In this little example, we are calling a Promise that resolves the number 1 after one second and returns a new Promise. This new Promise resolves the product of 1 multiplied by 2, giving us 2 after another second and returning a new Promise. This new Promise resolves the product of 2 multiplied by 2, giving us 4 after another second.
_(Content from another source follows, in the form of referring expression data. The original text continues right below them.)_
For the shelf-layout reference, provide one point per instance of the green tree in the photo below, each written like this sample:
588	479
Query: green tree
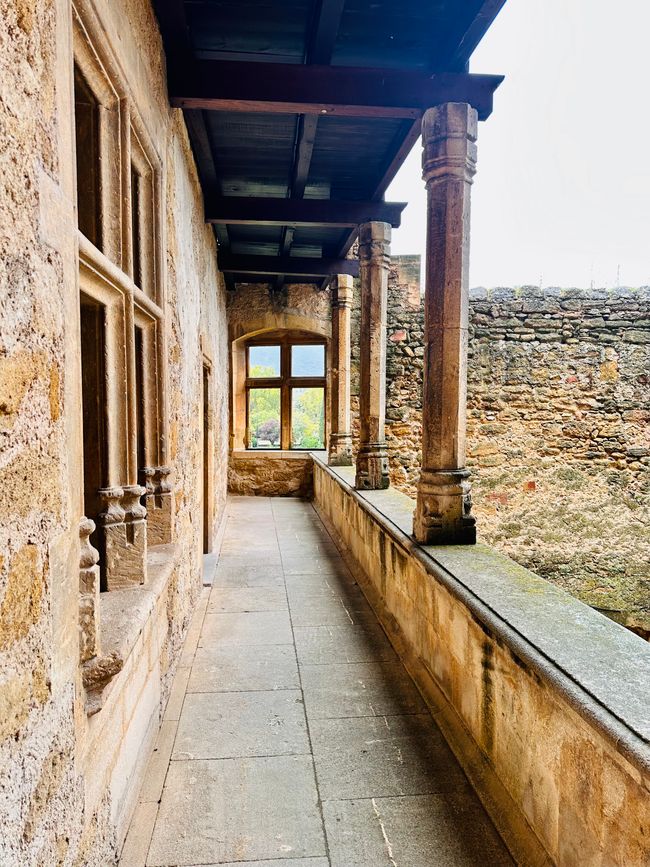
308	418
263	408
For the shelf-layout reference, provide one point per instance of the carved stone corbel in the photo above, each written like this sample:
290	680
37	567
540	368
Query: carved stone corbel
159	501
125	536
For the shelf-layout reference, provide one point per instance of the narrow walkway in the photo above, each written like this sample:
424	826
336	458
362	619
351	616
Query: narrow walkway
294	735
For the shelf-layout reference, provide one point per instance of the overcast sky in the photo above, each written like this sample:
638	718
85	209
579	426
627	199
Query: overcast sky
562	192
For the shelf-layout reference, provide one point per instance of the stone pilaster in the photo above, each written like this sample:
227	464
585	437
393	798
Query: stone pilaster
125	536
442	514
340	444
374	261
158	501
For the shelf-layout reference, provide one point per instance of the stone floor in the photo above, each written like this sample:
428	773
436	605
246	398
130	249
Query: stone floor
293	735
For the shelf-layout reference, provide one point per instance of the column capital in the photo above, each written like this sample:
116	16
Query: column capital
449	134
374	243
343	292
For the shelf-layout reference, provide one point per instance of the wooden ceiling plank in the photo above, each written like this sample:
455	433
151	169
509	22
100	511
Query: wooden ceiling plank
481	19
242	210
287	265
344	91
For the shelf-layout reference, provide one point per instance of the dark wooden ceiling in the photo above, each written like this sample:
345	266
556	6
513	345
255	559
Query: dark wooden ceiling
311	101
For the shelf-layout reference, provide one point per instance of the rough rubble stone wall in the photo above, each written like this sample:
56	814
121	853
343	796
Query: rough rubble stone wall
44	776
250	303
558	429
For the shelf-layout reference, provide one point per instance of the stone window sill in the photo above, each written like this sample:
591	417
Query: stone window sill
276	454
124	614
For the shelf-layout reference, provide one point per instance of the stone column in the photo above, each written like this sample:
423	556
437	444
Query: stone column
158	502
442	514
340	445
96	670
88	593
374	261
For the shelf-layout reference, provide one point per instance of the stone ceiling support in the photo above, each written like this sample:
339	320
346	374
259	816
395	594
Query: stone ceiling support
374	261
442	514
340	444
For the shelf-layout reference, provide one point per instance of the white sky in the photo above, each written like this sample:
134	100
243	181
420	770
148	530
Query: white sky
562	192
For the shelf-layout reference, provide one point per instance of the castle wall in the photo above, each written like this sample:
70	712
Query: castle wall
558	429
68	779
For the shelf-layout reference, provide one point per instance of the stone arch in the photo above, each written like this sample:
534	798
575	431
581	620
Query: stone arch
271	324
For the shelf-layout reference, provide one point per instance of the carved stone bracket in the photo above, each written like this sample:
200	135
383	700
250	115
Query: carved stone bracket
372	467
125	535
444	505
159	503
96	674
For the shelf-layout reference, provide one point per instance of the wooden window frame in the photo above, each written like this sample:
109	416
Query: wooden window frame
286	382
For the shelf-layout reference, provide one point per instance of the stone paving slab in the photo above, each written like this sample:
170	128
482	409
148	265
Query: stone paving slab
242	599
359	690
369	757
241	669
293	862
441	830
248	628
324	645
330	610
252	575
237	724
240	777
335	583
213	812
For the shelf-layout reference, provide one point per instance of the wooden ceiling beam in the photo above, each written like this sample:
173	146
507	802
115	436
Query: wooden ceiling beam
274	88
262	211
294	266
481	17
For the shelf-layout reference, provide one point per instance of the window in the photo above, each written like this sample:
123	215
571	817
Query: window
285	394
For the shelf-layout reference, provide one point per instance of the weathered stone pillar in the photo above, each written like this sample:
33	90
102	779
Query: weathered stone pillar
125	536
442	514
340	445
158	502
374	261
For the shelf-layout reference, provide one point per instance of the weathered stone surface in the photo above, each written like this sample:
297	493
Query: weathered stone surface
374	261
66	779
559	740
558	431
270	475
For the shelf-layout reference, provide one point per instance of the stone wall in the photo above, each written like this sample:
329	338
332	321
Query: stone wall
252	310
558	429
284	474
513	671
67	780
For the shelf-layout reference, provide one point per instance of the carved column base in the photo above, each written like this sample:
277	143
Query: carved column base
340	450
125	536
372	467
158	501
443	510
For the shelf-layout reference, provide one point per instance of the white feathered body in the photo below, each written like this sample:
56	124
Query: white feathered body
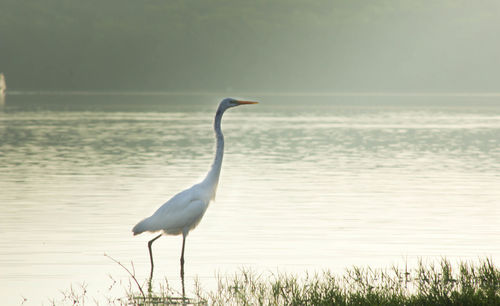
180	214
183	212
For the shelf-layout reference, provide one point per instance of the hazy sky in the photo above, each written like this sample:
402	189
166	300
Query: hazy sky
277	46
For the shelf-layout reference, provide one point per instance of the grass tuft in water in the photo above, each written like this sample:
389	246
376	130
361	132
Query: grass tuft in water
427	284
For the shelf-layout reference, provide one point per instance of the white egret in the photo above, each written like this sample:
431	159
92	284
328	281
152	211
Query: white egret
184	211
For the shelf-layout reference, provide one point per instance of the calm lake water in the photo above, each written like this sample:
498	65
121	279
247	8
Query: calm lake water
308	183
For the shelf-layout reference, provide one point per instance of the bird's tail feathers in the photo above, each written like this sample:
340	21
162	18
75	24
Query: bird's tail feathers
145	226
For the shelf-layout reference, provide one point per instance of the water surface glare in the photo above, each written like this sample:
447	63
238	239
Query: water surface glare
305	187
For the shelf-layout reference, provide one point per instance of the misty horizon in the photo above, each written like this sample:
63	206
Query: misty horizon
315	47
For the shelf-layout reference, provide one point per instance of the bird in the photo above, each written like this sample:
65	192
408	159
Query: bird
184	211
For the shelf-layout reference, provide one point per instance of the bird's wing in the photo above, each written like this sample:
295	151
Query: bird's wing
181	213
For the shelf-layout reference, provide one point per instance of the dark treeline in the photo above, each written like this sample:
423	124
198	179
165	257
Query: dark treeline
283	45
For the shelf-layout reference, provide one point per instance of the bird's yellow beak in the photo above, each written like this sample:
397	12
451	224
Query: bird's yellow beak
246	102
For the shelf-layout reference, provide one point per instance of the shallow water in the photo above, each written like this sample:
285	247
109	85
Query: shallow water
307	186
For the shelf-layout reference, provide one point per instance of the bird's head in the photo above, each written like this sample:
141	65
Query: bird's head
230	102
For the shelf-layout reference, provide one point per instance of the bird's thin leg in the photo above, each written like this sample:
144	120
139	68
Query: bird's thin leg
151	255
182	260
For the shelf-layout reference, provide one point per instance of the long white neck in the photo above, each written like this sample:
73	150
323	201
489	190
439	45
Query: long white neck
212	178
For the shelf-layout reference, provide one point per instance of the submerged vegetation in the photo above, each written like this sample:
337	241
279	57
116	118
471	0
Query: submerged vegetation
427	284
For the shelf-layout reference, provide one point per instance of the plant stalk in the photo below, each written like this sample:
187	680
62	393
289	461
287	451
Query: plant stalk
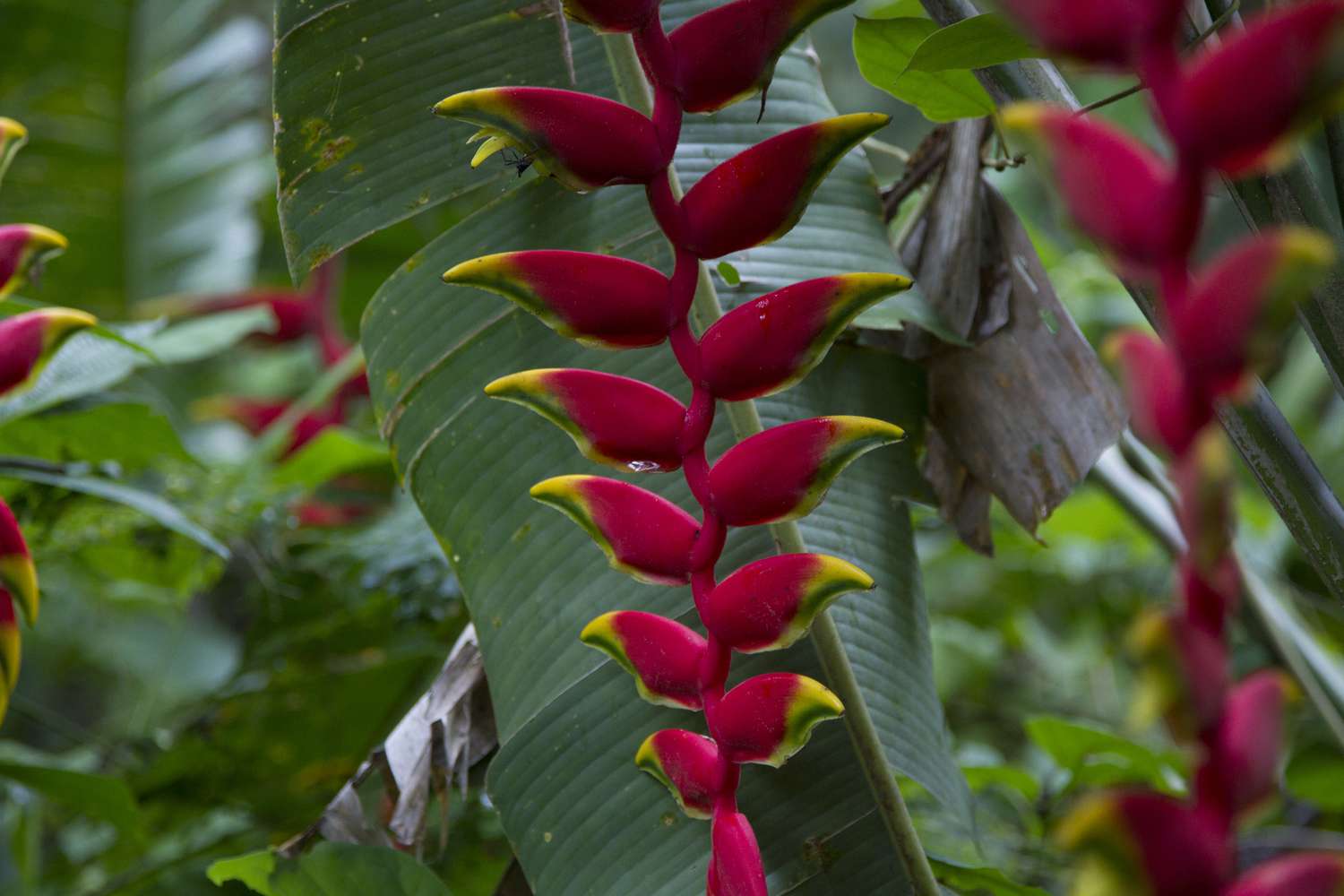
746	421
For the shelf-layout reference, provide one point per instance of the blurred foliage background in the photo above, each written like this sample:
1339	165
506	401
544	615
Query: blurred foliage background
177	705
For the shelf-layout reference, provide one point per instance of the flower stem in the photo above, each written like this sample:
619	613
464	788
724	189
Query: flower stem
745	421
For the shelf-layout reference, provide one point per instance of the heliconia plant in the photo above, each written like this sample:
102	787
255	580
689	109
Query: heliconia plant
1230	109
29	340
585	142
18	586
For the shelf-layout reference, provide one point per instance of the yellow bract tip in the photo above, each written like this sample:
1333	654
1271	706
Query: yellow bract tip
473	271
46	237
857	427
11	129
521	382
601	630
558	487
1023	116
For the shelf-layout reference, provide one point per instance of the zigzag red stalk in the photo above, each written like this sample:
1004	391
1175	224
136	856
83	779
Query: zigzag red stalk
1231	109
763	347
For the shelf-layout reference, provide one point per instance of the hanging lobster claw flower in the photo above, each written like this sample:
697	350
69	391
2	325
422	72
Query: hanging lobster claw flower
771	603
771	343
612	15
687	764
18	573
30	340
785	471
1144	842
1241	104
599	300
663	656
728	53
1211	595
23	250
1107	34
769	718
642	533
758	195
1238	309
581	140
13	139
1163	410
1204	479
612	419
1117	191
1185	676
11	651
734	858
1298	874
1244	753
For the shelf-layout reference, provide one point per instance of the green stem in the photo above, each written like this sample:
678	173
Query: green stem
745	421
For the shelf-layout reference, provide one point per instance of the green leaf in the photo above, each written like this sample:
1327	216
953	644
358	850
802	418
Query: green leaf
884	48
147	503
148	145
980	882
129	435
89	365
978	42
1314	777
728	273
249	869
347	869
333	452
580	815
99	797
357	145
1094	756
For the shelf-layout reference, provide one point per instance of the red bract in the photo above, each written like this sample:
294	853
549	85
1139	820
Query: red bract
734	858
728	53
612	15
1204	481
23	250
785	471
688	764
642	533
295	312
758	195
612	419
1242	303
769	344
582	142
1244	751
1238	102
11	650
1113	32
1150	844
18	575
663	656
769	605
1117	191
597	300
27	343
1304	874
769	718
1161	408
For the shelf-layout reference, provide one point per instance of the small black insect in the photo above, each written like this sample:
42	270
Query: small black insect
516	160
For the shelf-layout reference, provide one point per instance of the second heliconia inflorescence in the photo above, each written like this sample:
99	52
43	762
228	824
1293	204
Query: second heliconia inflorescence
586	142
1228	109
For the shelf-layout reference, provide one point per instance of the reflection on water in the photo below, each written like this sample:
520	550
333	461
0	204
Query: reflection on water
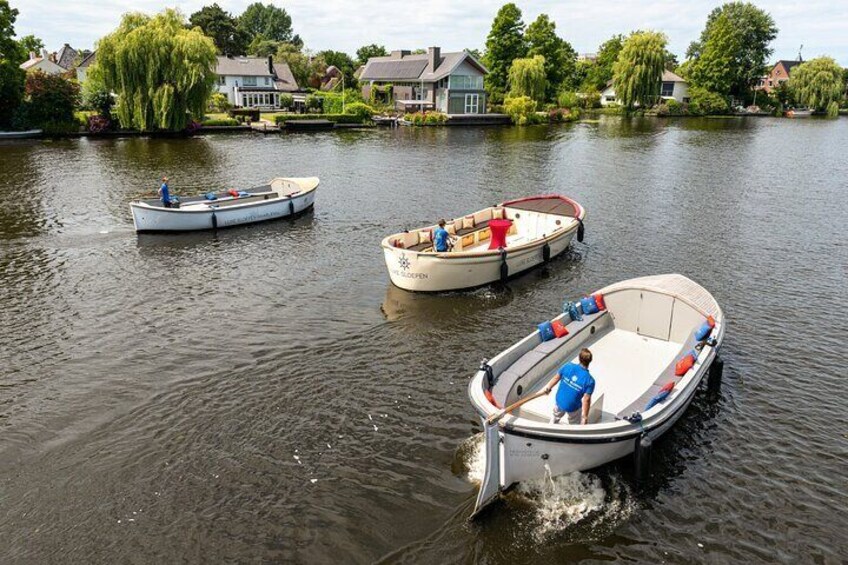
171	380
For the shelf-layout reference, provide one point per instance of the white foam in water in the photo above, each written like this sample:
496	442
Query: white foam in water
558	502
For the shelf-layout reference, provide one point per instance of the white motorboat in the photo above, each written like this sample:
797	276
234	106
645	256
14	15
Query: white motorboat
28	134
485	250
281	197
799	113
640	342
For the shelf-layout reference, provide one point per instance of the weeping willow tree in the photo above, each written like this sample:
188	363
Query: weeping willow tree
527	77
637	74
162	72
817	83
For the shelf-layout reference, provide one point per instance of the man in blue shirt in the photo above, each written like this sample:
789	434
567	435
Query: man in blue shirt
441	238
164	194
574	394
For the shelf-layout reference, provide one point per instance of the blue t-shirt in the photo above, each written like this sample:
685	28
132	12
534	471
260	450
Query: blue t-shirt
575	381
440	239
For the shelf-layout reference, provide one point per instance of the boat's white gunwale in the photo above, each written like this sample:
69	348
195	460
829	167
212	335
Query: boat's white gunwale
532	244
606	431
211	208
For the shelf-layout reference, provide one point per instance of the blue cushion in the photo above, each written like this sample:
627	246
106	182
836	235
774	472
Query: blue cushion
588	305
703	332
546	331
573	312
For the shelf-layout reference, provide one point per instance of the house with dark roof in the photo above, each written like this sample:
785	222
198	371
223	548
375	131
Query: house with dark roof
778	75
672	87
451	83
256	82
82	68
46	63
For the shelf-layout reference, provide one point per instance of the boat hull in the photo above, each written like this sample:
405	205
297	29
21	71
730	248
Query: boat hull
152	219
525	455
442	272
There is a lot more to promise chains than this blog post is intended to cover, like handling rejections. It's a very complicated topic that is outside the scope of a single blog post meant to introduce you to the idea of a Promise and all of its parts, but maybe one day soon I'll do a deep dive into promise chains. I'll wrap this post up for now, but if I missed anything or you want something to be further explained, please reach out to me at joey@joeyreyes.dev. Thank you so much for reading!

Glossary

  • Synchronous JavaScript: JavaScript code that can run successfully as soon as the environment/engine/browser is told to execute it.
  • Asynchronous JavaScript: JavaScript code that needs to wait until some operation has completed in order to run correctly. This operation can take an unknown amount of time and may either succeed or failure. Asynchronous code is all about handling that success or failure of a value delivered in the future.
  • Callback: A type of function used in Asynchronous JavaScript that runs after an asynchronous operation has completed.
  • Callback Hell: A coding anti-pattern in JavaScript in which numerous asynchronous tasks have been written using a series of callback functions in such a way that it's difficult to read and do error-tracing on.
  • Promise: A special kind of asynchronous task constructor introduced in ES5 that uses a non-callback based pattern and syntax, helping to eliminate callback hell. Promise is an asynchronous technique that represents a promise to return some kind of value, and instructions for what to do if that data request fails and no data is delivered.
  • Executor: "Producing code," or the operation within a Promise that will take time and return either a success or failure. An example would be an API call to retrieve some data.
  • Instance Method: "Consuming code", or functions that are appended to a Promise that do something when a Promise has settled. These include the following:
    • .then(): Instance method that functions based on either the success or failure of a Promise.
    • .catch(): Instance method that functions only on the failure of a function.
    • .finally(): Instance method that always functions, regardless of the success or failure of a Promise.
  • Handler: A callback function passed as an argument to an Instance Method that handles the results of a Promise.
  • Promise State: A Promise's status. There are four states a Promise can be in:
    • Pending: The default state of a Promise that has not fulfilled or rejected.
    • Fulfilled: The state of a Promise whose executor function has returned successfully; carries a value.
    • Rejected: The state of a Promise whose executor has returned unsuccessfully; carries an error.
    • Settled: The state of a Promise that has either fulfilled or rejected, this is the opposite state of pending.
  • Promise Chain: A technique that connects multiple Promises sequentially, leveraging the fact that Promise instance methods return new Promises that are different from the original Promise and carry either the value from a successful executor function call or the error from a rejected executor function call.